Robertson began the 2019 season with the Springfield Cardinals, and also spent time with the Memphis Redbirds. Over 123 games between the two clubs, he slashed .231/.360/.365 with 11 home runs, 51 RBI, and 14 stolen bases. He was selected to play in the Arizona Fall League for the Glendale Desert Dogs following the season. Robertson did not play in a minor league game in 2020 due to the cancellation of the season as a result of the COVID-19 pandemic. Robertson played for Memphis in 2021 and began the season with Memphis in 2022.

On May 10, 2022, the Cardinals promoted Robertson to the major leagues. He made his MLB debut that night as a pinch runner. In his second and final game in the majors that year he hit an RBI groundout. He was designated for assignment on June 3, following the promotion of Zack Thompson.

===Atlanta Braves===
On June 5, 2022, Robertson was claimed off of waivers by the Atlanta Braves. Robertson made 13 appearances for the Triple-A Gwinnett Stripers, batting .300/.397/.420 wi the one home run, six RBI, and four stolen bases.

===New York Mets===
The New York Mets claimed Robertson off of waivers from the Braves on June 27, 2022. He made 22 appearances for the Triple-A Syracuse Mets, hitting .240/.406/.307 with one home run, seven RBI, and four stolen bases. Robertson was designated for assignment by the Mets on August 3.

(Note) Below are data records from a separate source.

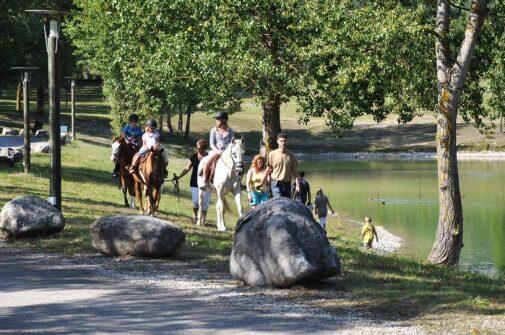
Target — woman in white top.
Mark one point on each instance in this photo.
(150, 139)
(220, 137)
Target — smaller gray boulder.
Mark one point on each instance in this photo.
(9, 131)
(136, 235)
(278, 244)
(42, 133)
(29, 216)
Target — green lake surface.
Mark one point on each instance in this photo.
(402, 197)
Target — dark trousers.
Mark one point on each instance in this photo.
(281, 189)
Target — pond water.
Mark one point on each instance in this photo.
(402, 197)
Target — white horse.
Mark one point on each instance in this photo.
(229, 171)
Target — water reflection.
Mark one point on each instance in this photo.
(402, 196)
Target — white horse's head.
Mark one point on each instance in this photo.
(237, 155)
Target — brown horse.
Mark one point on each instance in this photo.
(150, 175)
(123, 152)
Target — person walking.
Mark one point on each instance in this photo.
(192, 165)
(282, 169)
(304, 195)
(368, 232)
(256, 181)
(321, 204)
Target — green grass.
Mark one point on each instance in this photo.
(378, 286)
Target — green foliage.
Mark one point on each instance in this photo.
(151, 55)
(22, 39)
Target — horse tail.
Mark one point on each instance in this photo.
(226, 205)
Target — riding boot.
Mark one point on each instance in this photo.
(115, 172)
(134, 165)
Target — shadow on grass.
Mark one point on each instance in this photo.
(394, 287)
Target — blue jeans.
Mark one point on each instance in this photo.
(281, 189)
(258, 197)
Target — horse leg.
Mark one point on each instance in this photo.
(220, 210)
(131, 191)
(156, 200)
(237, 194)
(138, 194)
(125, 199)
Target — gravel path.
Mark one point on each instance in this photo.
(47, 293)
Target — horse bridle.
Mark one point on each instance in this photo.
(236, 164)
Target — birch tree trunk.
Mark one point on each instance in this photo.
(451, 77)
(18, 97)
(179, 122)
(189, 110)
(271, 123)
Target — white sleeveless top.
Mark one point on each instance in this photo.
(151, 138)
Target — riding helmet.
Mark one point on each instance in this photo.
(133, 117)
(221, 116)
(151, 123)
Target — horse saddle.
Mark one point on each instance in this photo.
(212, 171)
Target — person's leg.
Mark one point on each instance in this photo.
(135, 162)
(322, 222)
(115, 172)
(194, 200)
(276, 191)
(263, 197)
(286, 190)
(207, 166)
(205, 204)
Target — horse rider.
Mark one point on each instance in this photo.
(220, 137)
(132, 134)
(193, 162)
(150, 140)
(282, 169)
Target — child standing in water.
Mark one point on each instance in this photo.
(321, 204)
(368, 232)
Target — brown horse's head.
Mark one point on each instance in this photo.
(155, 164)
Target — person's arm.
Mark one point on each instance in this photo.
(329, 206)
(294, 171)
(212, 139)
(186, 170)
(248, 184)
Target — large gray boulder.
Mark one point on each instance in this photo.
(29, 216)
(279, 243)
(135, 235)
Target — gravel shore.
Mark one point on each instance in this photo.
(398, 156)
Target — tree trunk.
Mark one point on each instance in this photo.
(18, 97)
(179, 122)
(169, 122)
(39, 112)
(160, 121)
(188, 120)
(449, 237)
(271, 124)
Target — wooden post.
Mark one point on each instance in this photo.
(53, 70)
(26, 119)
(72, 99)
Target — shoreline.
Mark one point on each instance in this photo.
(399, 156)
(388, 242)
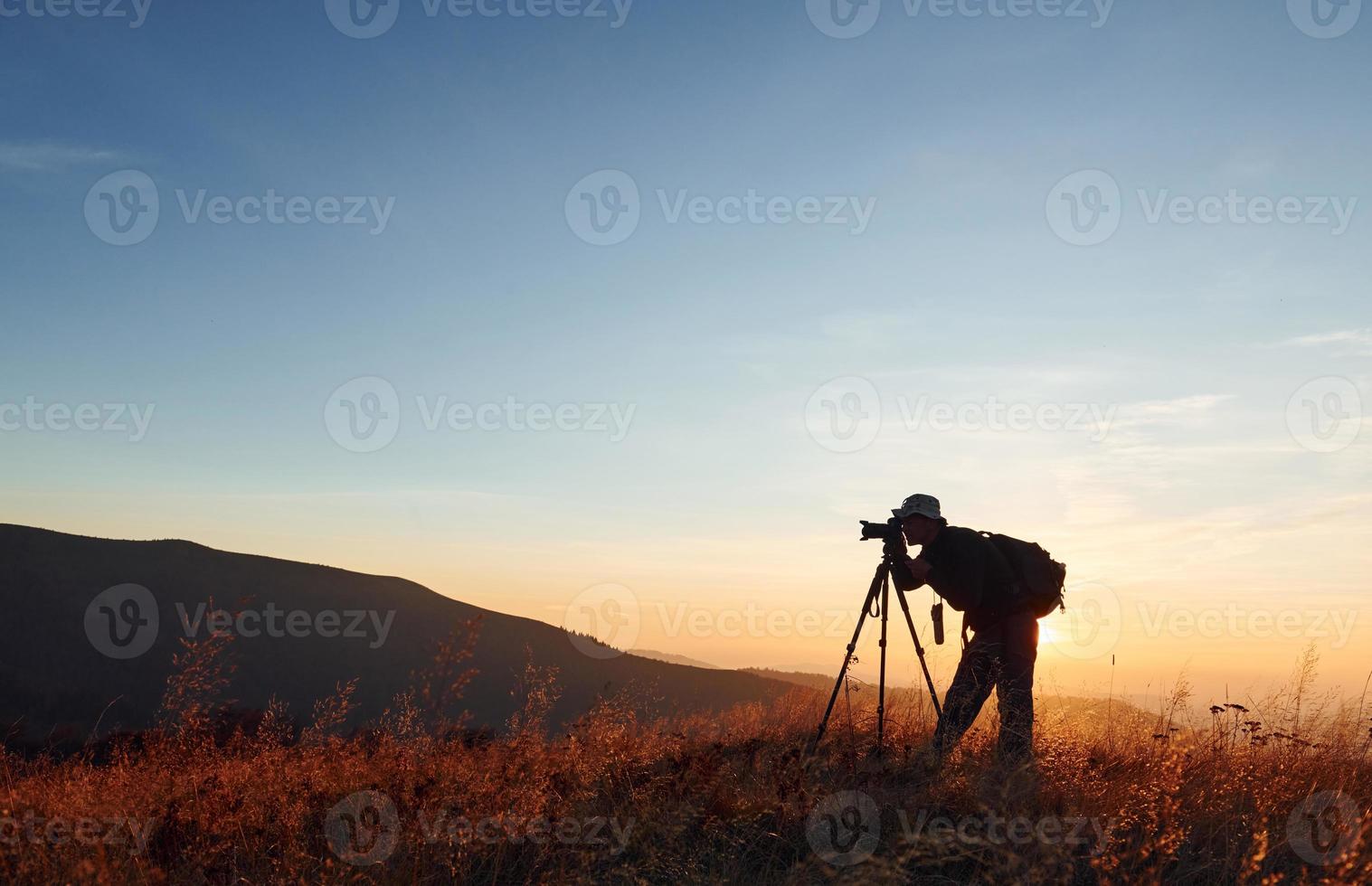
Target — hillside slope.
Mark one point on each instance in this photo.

===St. Louis Cardinals (second stint)===
On August 5, 2022, the St. Louis Cardinals claimed Robertson off of waivers from the Mets. He was removed from the 40-man roster and sent outright to the Triple–A Memphis Redbirds on November 1.

Robertson spent the 2023 season with Triple–A Memphis, playing in 121 games and hitting .205/.356/.262 with three home runs, 37 RBI, and 23 stolen bases. On October 13, 2023, Robertson was released by the Cardinals organization.

==Post-playing career==
In January 2025, Robertson joined Louisiana State University as the school's athletics performance analyst.

==Personal life==
Robertson’s mother is Kim Mulkey, current head coach of the LSU women’s basketball team. He has an older sister, Makenzie, who played college basketball at Baylor.